Hundreds of Palestinians who were detained in the Gaza Strip have been kept bound and blindfolded 24 hours a day, and they have also been brutally beaten. Some, perhaps even most, have no connection to Hamas. Some of them – no one has even bothered reporting how many – have died in captivity at the Sde Teiman base.

Some 4,000 Gazan workers who were arrested in Israel on October 7 despite having done nothing wrong are also being held in inhumane conditions. At least two of them have died. And more than enough has already been written about the detainees being stripped and the humiliating photographs.

In this terrible competition over the magnitude of evil, there are no winners, only losers. But it’s impossible to talk day and night about Hamas’ atrocities – writers vie with each other over who can coin the most derogatory terms for the organization – while completely ignoring Israel’s evil.

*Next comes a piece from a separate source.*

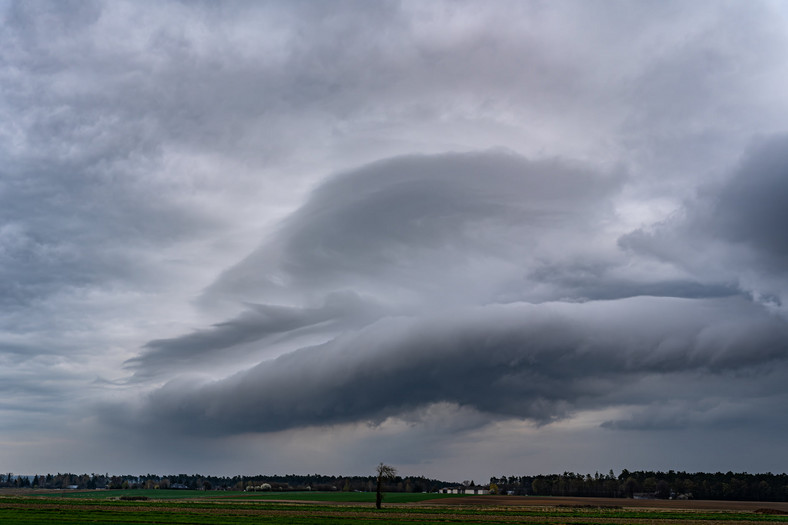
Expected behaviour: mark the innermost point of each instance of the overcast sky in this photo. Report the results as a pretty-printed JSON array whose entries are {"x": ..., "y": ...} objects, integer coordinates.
[{"x": 462, "y": 238}]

There are also no winners, only losers, in the competition over how much blood is shed and the way it is shed. But it’s impossible to ignore the horrific quantity of blood that has been spilled in the Gaza Strip. This weekend, some 400 people were killed in two days, the majority of them children. On Saturday, I saw the weekend’s pictures from Al-Bureij and Nuseirat, including children dying on the floor of Al-Aqsa Hospital in Deir al-Balah, and they are horrifying.

Israel’s refusal to increase the amount of humanitarian aid allowed into Gaza, in defiance of a UN Security Council decision, similarly attests to a policy of evil.

And as if all this weren’t enough, the voices of evil within Israel have raised the bar on satanic proposals. Journalist Zvi Yehezkeli favors killing 100,000 Gazans in a first strike. Maj. Gen. (res.) Giora Eiland had second thoughts and switched from proposing that we spread disease in Gaza to proposing that we starve its residents.

Even the left’s new Prince Charming, Yair Golan, who is currently winning 12 Knesset seats in the polls from people who see themselves as the beautiful Israelis, told Gazans in an interview with the daily Yedioth Ahronoth that “as far as we’re concerned, you can starve to death. That’s completely legitimate.”

Yet after all this, we consider Hamas the only monster in the area, its leader the only psychotic and only the way it holds Israelis hostage as inhumane. It’s impossible not to be horrified by the thought of our hostages’ fate, particularly the sick and the elderly among them. But it’s also impossible not to be horrified by the fate of the Palestinians whom we have kept bound and blindfolded for weeks and months.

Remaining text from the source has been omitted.